05/28/2014 8:00 am EST
What is the next great growth story of the tech industry? One place to start is with companies that are more profitable than the largest publicly traded company in the world, suggests Marshall Hargrave in Daily Profit.
Apple (AAPL) is still the world's largest publicly traded company. It is also one of the world’s most profitable.
Apple’s net profit margin over the trailing twelve months is 21.4%, and its operating margin is 28.6%. Outlined below are three tech stocks that are even more profitable:
Oracle enjoys superior margins of 29.3% because of its software-focused business model. It does not sell hardware like Apple. It is one of the leaders in enterprise and database management software.

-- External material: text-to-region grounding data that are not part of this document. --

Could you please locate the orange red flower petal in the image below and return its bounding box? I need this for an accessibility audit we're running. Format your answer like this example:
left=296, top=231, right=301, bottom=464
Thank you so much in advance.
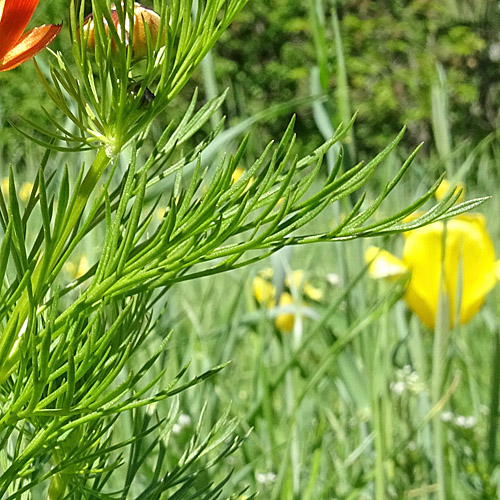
left=0, top=0, right=61, bottom=71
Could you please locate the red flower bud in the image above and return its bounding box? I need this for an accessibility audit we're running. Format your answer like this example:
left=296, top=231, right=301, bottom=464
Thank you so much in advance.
left=83, top=3, right=162, bottom=60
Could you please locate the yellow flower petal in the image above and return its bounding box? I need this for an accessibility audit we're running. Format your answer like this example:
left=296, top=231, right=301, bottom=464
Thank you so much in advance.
left=401, top=212, right=426, bottom=239
left=495, top=260, right=500, bottom=281
left=65, top=254, right=90, bottom=280
left=231, top=166, right=253, bottom=193
left=367, top=211, right=499, bottom=329
left=1, top=178, right=8, bottom=195
left=285, top=270, right=322, bottom=300
left=231, top=167, right=246, bottom=184
left=285, top=270, right=304, bottom=290
left=402, top=223, right=444, bottom=328
left=253, top=275, right=276, bottom=306
left=403, top=215, right=497, bottom=328
left=19, top=182, right=33, bottom=203
left=435, top=179, right=465, bottom=204
left=446, top=215, right=496, bottom=324
left=275, top=292, right=295, bottom=333
left=76, top=255, right=89, bottom=279
left=303, top=282, right=323, bottom=301
left=365, top=246, right=408, bottom=280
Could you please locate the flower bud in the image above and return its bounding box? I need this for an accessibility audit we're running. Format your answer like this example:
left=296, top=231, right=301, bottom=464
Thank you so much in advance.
left=83, top=3, right=162, bottom=59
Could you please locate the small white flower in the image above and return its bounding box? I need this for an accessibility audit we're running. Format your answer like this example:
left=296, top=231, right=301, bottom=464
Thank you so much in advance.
left=406, top=375, right=424, bottom=394
left=172, top=413, right=192, bottom=434
left=440, top=411, right=454, bottom=423
left=178, top=413, right=192, bottom=427
left=255, top=472, right=277, bottom=484
left=390, top=381, right=406, bottom=395
left=393, top=366, right=425, bottom=395
left=326, top=273, right=342, bottom=286
left=464, top=416, right=477, bottom=428
left=402, top=365, right=412, bottom=376
left=455, top=415, right=476, bottom=429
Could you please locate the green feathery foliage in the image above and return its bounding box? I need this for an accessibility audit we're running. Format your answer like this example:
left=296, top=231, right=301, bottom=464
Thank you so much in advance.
left=0, top=0, right=485, bottom=498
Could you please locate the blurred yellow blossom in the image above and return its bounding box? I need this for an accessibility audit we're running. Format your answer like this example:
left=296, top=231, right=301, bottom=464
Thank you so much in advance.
left=76, top=255, right=90, bottom=278
left=252, top=268, right=322, bottom=332
left=231, top=166, right=246, bottom=184
left=231, top=166, right=253, bottom=192
left=435, top=179, right=465, bottom=204
left=156, top=207, right=166, bottom=221
left=366, top=184, right=500, bottom=329
left=202, top=166, right=251, bottom=197
left=65, top=255, right=90, bottom=280
left=1, top=179, right=34, bottom=203
left=252, top=275, right=276, bottom=307
left=19, top=182, right=34, bottom=203
left=274, top=292, right=295, bottom=333
left=285, top=270, right=323, bottom=301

Thus, Oracle will be one of the biggest benefactors of higher spending on cloud software and software-as-a-service.
In 2012, it bought up RightNow and Telo, spending $3.4 billion collectively. It added Eloqua in 2013 for just under $1 billion. Earlier this year it snatched up Responsys for $1.6 billion. The majority of its revenue contributions from these acquisitions are subscriptions.

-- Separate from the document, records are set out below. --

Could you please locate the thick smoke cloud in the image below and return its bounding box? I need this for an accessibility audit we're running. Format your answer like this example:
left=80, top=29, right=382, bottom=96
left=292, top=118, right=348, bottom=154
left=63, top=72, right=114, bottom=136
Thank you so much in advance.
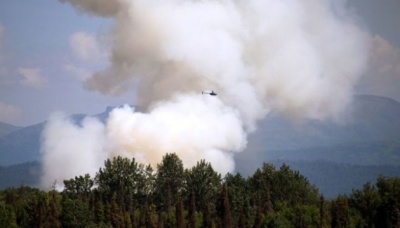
left=41, top=113, right=107, bottom=188
left=41, top=0, right=369, bottom=188
left=106, top=95, right=245, bottom=173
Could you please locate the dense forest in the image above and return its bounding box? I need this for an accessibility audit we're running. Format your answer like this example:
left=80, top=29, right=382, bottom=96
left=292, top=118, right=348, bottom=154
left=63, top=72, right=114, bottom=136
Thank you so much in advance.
left=1, top=153, right=399, bottom=227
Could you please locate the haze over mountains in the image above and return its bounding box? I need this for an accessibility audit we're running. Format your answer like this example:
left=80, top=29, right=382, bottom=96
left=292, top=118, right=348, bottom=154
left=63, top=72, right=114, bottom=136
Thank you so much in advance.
left=1, top=94, right=400, bottom=197
left=0, top=123, right=22, bottom=138
left=237, top=94, right=400, bottom=170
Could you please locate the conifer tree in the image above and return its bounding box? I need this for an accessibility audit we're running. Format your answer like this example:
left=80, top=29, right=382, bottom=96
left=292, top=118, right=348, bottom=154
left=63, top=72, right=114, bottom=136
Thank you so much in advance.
left=157, top=212, right=164, bottom=228
left=154, top=153, right=184, bottom=211
left=203, top=203, right=212, bottom=228
left=188, top=190, right=196, bottom=228
left=94, top=200, right=106, bottom=225
left=110, top=193, right=124, bottom=228
left=0, top=201, right=17, bottom=228
left=185, top=160, right=221, bottom=211
left=253, top=204, right=264, bottom=228
left=331, top=195, right=351, bottom=228
left=176, top=196, right=184, bottom=228
left=219, top=184, right=232, bottom=228
left=237, top=206, right=247, bottom=228
left=318, top=196, right=325, bottom=228
left=44, top=189, right=61, bottom=228
left=140, top=203, right=148, bottom=227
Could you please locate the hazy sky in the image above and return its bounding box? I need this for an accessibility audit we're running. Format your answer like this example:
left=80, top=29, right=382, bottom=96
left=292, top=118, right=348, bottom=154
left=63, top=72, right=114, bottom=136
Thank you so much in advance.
left=0, top=0, right=399, bottom=126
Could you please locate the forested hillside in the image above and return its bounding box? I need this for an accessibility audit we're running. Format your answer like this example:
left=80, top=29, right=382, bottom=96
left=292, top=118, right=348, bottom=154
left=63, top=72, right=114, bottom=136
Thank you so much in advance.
left=0, top=162, right=40, bottom=189
left=0, top=123, right=43, bottom=166
left=1, top=154, right=399, bottom=227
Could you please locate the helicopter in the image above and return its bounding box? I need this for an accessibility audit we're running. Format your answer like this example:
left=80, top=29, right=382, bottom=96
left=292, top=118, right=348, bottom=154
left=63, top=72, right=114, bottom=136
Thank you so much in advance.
left=202, top=90, right=217, bottom=96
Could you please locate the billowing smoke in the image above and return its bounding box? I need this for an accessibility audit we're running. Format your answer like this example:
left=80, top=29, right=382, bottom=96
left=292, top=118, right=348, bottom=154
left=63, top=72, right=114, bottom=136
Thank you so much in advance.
left=41, top=113, right=107, bottom=187
left=41, top=0, right=369, bottom=188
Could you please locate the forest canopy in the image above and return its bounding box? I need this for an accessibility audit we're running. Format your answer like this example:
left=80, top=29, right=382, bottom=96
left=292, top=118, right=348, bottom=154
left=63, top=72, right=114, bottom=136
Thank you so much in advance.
left=1, top=153, right=399, bottom=227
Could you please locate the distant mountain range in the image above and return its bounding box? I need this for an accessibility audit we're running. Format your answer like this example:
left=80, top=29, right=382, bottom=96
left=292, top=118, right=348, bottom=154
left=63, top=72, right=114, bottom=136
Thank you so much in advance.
left=236, top=94, right=400, bottom=174
left=0, top=161, right=40, bottom=189
left=0, top=122, right=44, bottom=165
left=0, top=107, right=114, bottom=166
left=0, top=122, right=22, bottom=138
left=0, top=95, right=400, bottom=197
left=269, top=160, right=400, bottom=198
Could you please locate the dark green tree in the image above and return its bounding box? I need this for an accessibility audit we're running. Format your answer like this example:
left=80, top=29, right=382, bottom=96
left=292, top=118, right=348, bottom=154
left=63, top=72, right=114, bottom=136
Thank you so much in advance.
left=109, top=193, right=124, bottom=228
left=176, top=196, right=185, bottom=228
left=253, top=204, right=264, bottom=228
left=29, top=191, right=47, bottom=227
left=154, top=153, right=185, bottom=210
left=0, top=201, right=17, bottom=228
left=248, top=163, right=275, bottom=211
left=318, top=196, right=325, bottom=228
left=185, top=160, right=221, bottom=212
left=44, top=188, right=62, bottom=228
left=273, top=163, right=319, bottom=206
left=219, top=183, right=232, bottom=228
left=60, top=197, right=91, bottom=227
left=95, top=156, right=142, bottom=212
left=331, top=195, right=351, bottom=228
left=93, top=199, right=106, bottom=225
left=63, top=174, right=93, bottom=201
left=203, top=202, right=213, bottom=228
left=349, top=182, right=380, bottom=227
left=375, top=176, right=400, bottom=227
left=137, top=163, right=155, bottom=206
left=224, top=172, right=248, bottom=220
left=188, top=190, right=196, bottom=228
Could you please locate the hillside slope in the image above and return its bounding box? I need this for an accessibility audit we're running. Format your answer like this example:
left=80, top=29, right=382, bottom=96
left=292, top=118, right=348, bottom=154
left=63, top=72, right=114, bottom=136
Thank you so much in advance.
left=0, top=123, right=44, bottom=166
left=235, top=95, right=400, bottom=174
left=0, top=122, right=22, bottom=138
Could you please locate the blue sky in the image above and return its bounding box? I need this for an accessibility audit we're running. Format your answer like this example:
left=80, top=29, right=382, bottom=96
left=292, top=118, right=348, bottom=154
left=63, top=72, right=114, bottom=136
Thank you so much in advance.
left=0, top=0, right=399, bottom=126
left=0, top=0, right=134, bottom=126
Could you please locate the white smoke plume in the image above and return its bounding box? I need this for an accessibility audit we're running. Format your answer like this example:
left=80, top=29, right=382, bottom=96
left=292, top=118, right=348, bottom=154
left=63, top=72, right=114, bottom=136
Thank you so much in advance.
left=41, top=0, right=369, bottom=188
left=40, top=113, right=107, bottom=188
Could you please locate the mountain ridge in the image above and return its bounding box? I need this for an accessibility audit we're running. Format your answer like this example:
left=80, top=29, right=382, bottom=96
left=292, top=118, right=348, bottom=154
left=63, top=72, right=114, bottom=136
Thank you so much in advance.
left=1, top=95, right=399, bottom=167
left=0, top=122, right=22, bottom=138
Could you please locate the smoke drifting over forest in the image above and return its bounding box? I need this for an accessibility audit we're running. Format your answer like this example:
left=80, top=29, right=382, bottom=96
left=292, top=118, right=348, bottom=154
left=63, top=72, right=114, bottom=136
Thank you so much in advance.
left=41, top=0, right=369, bottom=188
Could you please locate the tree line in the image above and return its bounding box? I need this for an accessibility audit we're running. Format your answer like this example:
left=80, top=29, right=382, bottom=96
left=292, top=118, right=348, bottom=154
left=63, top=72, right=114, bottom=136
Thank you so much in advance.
left=0, top=153, right=399, bottom=227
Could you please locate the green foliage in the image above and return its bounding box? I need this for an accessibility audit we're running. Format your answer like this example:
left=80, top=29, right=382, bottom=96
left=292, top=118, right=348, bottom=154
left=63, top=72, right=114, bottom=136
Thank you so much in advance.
left=225, top=172, right=252, bottom=227
left=349, top=182, right=380, bottom=227
left=375, top=176, right=400, bottom=227
left=1, top=153, right=399, bottom=227
left=266, top=211, right=292, bottom=228
left=176, top=196, right=185, bottom=228
left=185, top=159, right=221, bottom=211
left=136, top=163, right=155, bottom=206
left=93, top=200, right=106, bottom=225
left=95, top=156, right=150, bottom=212
left=202, top=202, right=213, bottom=228
left=154, top=153, right=184, bottom=210
left=247, top=161, right=320, bottom=224
left=188, top=190, right=196, bottom=228
left=219, top=183, right=232, bottom=228
left=331, top=195, right=351, bottom=228
left=0, top=200, right=17, bottom=228
left=60, top=197, right=92, bottom=227
left=63, top=173, right=93, bottom=200
left=161, top=207, right=176, bottom=227
left=273, top=164, right=319, bottom=206
left=95, top=156, right=140, bottom=197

That means the revenues are recurring, which will make Oracle’s cash flows easier to predict. Its current dividend yield is 1.2%, which is only a 15% payout of earnings. With increased visibility of its cash flows, Oracle might look to boost its dividend.
Microsoft has a net margin that is 26.9%, while its operating margin is 32.8%. Microsoft’s key product is its operating systems, which runs on the majority of PCs worldwide.
Right now, most of Microsoft’s hardware business is PC-focused. But Microsoft has turned its focus toward higher margin cloud services.
Its first step toward this was the launch of Office for iPad. The next step is to grow its presence in the mobile market, hence its purchase of Nokia’s devices and services business. This deal will also give Microsoft a greater presence in emerging markets.
Microsoft’s dividend yield comes in at 2.8%. It has increased its annual dividend payment every year for the last decade.
This company has a net margin of 26.9% and operating margin of 29.3%. The barriers to entry are high for the semiconductor industry, thanks to the intellectual property and economies of scale that's required.
Unlike Apple, which relies heavily on sales of iPhones, Qualcomm has exposure to the entire smartphone industry. Qualcomm is the major chipset provider to both Apple and Samsung.
The other angle for Qualcomm is growth from faster growing markets, such as China. And other emerging markets are accelerating their shift from 2G to 3G technology.
One of the most appealing aspects of Qualcomm is that it has no debt and pays a 2.1% dividend yield. Its dividend is only a 33% payout of earnings, meaning that the tech company has plenty of cushion to up its dividend in the future.